After returning from summer vacation in September 1928, bacteriologist Alexander Fleming found a colony of bacteria he’d left in his London lab had sprouted a fungus. Curiously, wherever the bacteria contacted the fungus, their cell walls broke down and they died. Fleming guessed the fungus was secreting something lethal to the bacteria—and the rest is history.
Fleming’s discovery of penicillin and its later isolation, synthesis, and scaling in the 1940s released a flood of antibiotic discoveries in the next few decades. Bacteria and fungi had been waging an ancient war against each other, and the weapons they’d evolved over eons turned out to be humanity’s best defense against bacterial infection and disease.
In recent decades, however, the flood of new antibiotics has slowed to a trickle.
Their development is uneconomical for drug companies, and the low-hanging fruit has long been picked.
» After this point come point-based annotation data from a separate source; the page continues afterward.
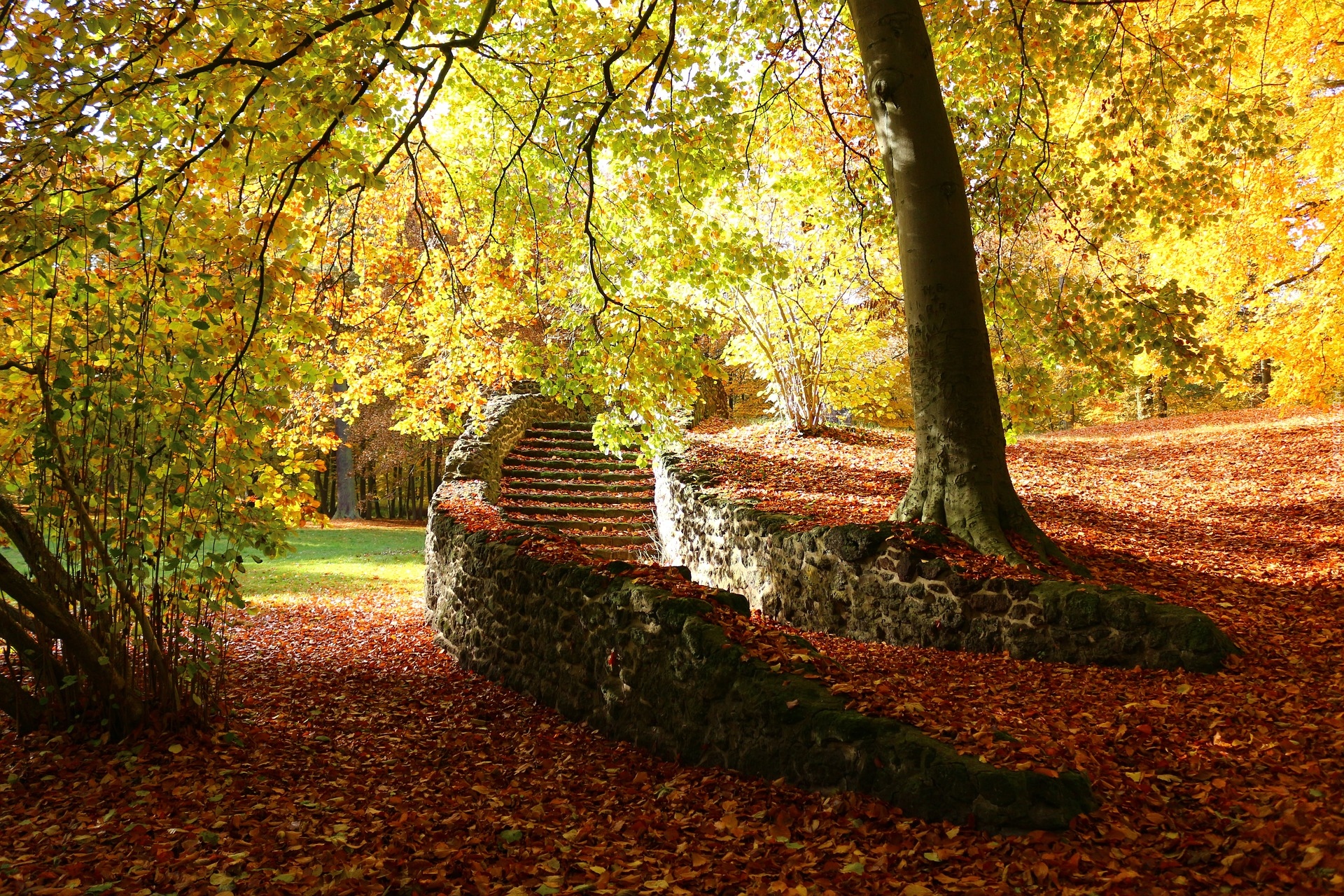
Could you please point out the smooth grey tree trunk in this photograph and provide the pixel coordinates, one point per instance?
(961, 475)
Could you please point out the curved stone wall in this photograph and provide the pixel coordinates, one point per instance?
(648, 666)
(864, 582)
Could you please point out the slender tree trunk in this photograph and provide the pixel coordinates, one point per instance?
(961, 475)
(347, 505)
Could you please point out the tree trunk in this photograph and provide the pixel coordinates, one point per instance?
(961, 475)
(347, 505)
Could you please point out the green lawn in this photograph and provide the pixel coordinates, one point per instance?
(346, 558)
(350, 558)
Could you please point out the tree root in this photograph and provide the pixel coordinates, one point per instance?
(983, 514)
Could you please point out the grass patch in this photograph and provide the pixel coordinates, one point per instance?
(346, 556)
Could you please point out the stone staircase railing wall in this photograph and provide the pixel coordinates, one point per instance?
(864, 582)
(480, 450)
(644, 665)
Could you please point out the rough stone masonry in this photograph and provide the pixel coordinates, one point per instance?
(644, 665)
(864, 582)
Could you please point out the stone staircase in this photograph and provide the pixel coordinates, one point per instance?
(556, 479)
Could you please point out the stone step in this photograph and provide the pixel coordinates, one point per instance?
(568, 445)
(577, 486)
(597, 475)
(629, 555)
(641, 498)
(514, 463)
(546, 453)
(582, 527)
(580, 426)
(578, 511)
(610, 540)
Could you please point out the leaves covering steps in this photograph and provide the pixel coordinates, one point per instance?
(555, 479)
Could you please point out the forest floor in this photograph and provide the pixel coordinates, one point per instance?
(362, 760)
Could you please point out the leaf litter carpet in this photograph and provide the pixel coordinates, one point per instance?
(360, 760)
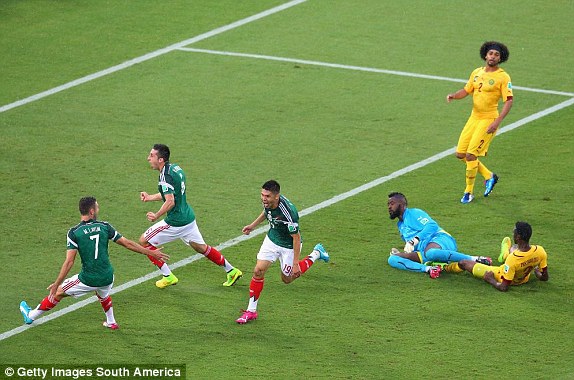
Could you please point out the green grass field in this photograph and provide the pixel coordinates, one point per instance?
(233, 122)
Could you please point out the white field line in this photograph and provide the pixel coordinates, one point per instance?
(358, 68)
(307, 211)
(151, 55)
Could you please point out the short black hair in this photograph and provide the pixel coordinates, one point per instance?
(401, 196)
(524, 230)
(272, 186)
(162, 151)
(495, 45)
(86, 204)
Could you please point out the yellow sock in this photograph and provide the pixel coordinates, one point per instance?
(471, 170)
(483, 170)
(453, 268)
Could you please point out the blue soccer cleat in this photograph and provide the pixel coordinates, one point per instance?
(466, 198)
(323, 255)
(489, 184)
(25, 310)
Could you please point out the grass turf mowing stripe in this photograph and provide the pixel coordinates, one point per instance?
(307, 211)
(149, 56)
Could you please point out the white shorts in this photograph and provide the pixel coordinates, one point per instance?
(270, 251)
(161, 233)
(75, 288)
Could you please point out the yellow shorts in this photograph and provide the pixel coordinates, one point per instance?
(473, 138)
(480, 269)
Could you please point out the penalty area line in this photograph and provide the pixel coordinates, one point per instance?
(148, 56)
(357, 68)
(307, 211)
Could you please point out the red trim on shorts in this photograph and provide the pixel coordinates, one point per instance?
(69, 285)
(153, 233)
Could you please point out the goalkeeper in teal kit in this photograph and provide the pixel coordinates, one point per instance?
(425, 241)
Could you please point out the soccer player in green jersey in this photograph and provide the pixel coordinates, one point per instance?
(179, 222)
(90, 239)
(283, 242)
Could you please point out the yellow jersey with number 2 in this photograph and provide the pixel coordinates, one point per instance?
(487, 88)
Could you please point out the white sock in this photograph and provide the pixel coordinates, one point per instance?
(34, 314)
(314, 255)
(165, 270)
(252, 304)
(110, 316)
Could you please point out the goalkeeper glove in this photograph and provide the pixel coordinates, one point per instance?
(410, 246)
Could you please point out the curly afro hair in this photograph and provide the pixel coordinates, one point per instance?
(494, 45)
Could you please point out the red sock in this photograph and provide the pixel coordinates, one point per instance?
(106, 302)
(48, 303)
(157, 262)
(305, 264)
(214, 255)
(255, 288)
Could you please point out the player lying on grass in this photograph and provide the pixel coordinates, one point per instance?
(520, 260)
(90, 239)
(424, 240)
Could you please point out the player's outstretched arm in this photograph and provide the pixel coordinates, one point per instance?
(133, 246)
(145, 197)
(250, 227)
(66, 267)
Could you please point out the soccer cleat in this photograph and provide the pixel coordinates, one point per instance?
(466, 198)
(111, 326)
(434, 272)
(25, 310)
(489, 184)
(323, 255)
(246, 317)
(484, 260)
(232, 277)
(166, 281)
(504, 249)
(442, 266)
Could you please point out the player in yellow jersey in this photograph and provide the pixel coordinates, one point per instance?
(519, 262)
(487, 85)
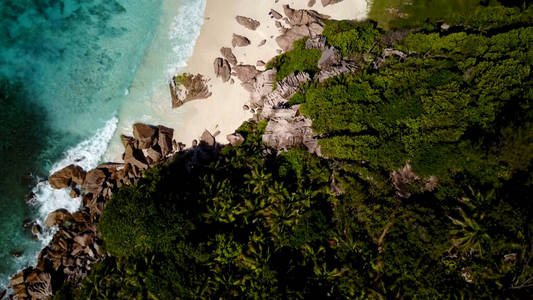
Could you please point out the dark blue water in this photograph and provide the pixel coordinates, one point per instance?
(64, 68)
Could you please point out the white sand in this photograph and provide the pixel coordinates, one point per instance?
(223, 111)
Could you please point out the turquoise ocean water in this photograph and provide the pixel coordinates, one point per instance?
(66, 71)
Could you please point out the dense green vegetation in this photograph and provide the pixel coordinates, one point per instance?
(250, 223)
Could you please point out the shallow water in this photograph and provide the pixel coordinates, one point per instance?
(80, 64)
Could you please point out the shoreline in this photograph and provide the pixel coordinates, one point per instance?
(223, 112)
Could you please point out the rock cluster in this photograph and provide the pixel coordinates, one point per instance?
(188, 87)
(239, 41)
(227, 53)
(222, 68)
(303, 23)
(76, 245)
(248, 22)
(330, 2)
(406, 182)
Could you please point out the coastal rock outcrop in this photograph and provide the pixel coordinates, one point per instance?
(248, 22)
(207, 139)
(164, 140)
(58, 217)
(66, 176)
(144, 134)
(245, 72)
(222, 68)
(239, 41)
(304, 23)
(227, 53)
(94, 181)
(235, 139)
(188, 87)
(77, 245)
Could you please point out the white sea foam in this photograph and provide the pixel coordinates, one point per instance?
(184, 31)
(87, 155)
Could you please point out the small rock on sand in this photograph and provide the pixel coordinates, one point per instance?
(239, 41)
(276, 14)
(248, 22)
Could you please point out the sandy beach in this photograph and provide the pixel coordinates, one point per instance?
(223, 111)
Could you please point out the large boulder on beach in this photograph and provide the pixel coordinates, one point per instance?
(58, 217)
(64, 177)
(94, 181)
(164, 139)
(188, 87)
(246, 72)
(248, 22)
(227, 53)
(222, 69)
(239, 41)
(235, 139)
(144, 134)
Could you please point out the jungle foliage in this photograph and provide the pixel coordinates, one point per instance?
(254, 224)
(299, 59)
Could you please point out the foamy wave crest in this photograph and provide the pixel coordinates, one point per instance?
(184, 32)
(87, 155)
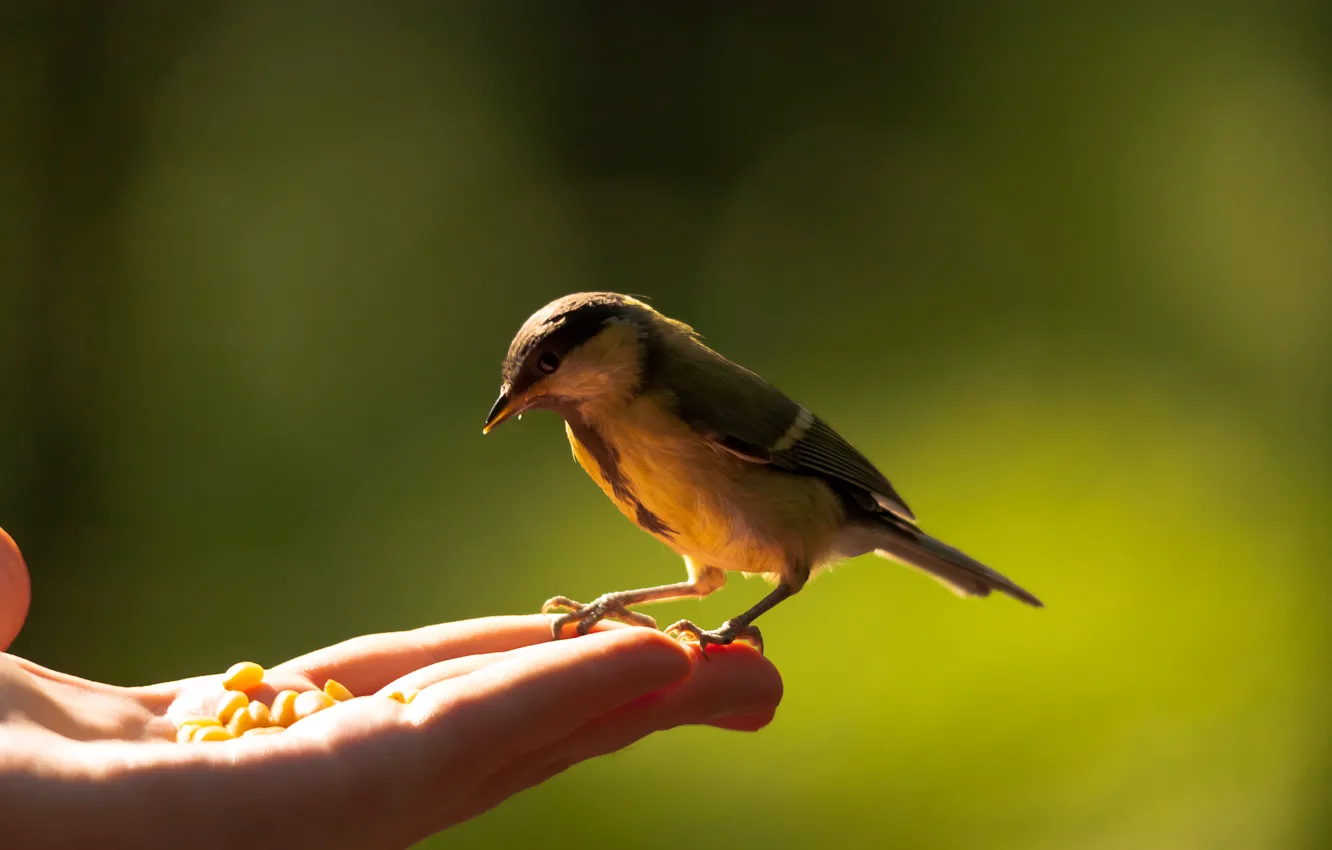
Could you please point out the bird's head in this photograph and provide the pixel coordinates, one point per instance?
(580, 351)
We’re now facing the emergence of strains of super bacteria resistant to one or more antibiotics and an aging arsenal to fight them with. Gone unchallenged, an estimated 700,000 deaths worldwide due to drug resistance could rise to as many as 10 million in 2050.
Increasingly, scientists warn the tide is turning, and we need a new strategy to keep pace with the remarkably quick and boundlessly creative tactics of bacterial evolution.
But where the golden age of antibiotics was sparked by serendipity, human intelligence, and natural molecular weapons, its sequel may lean on the uncanny eye of artificial intelligence to screen millions of compounds—and even design new ones—in search of the next penicillin.
Hal Discovers a Powerful Antibiotic
In a paper published this week in the journal, Cell, MIT researchers took a step in this direction. The team says their machine learning algorithm discovered a powerful new antibiotic.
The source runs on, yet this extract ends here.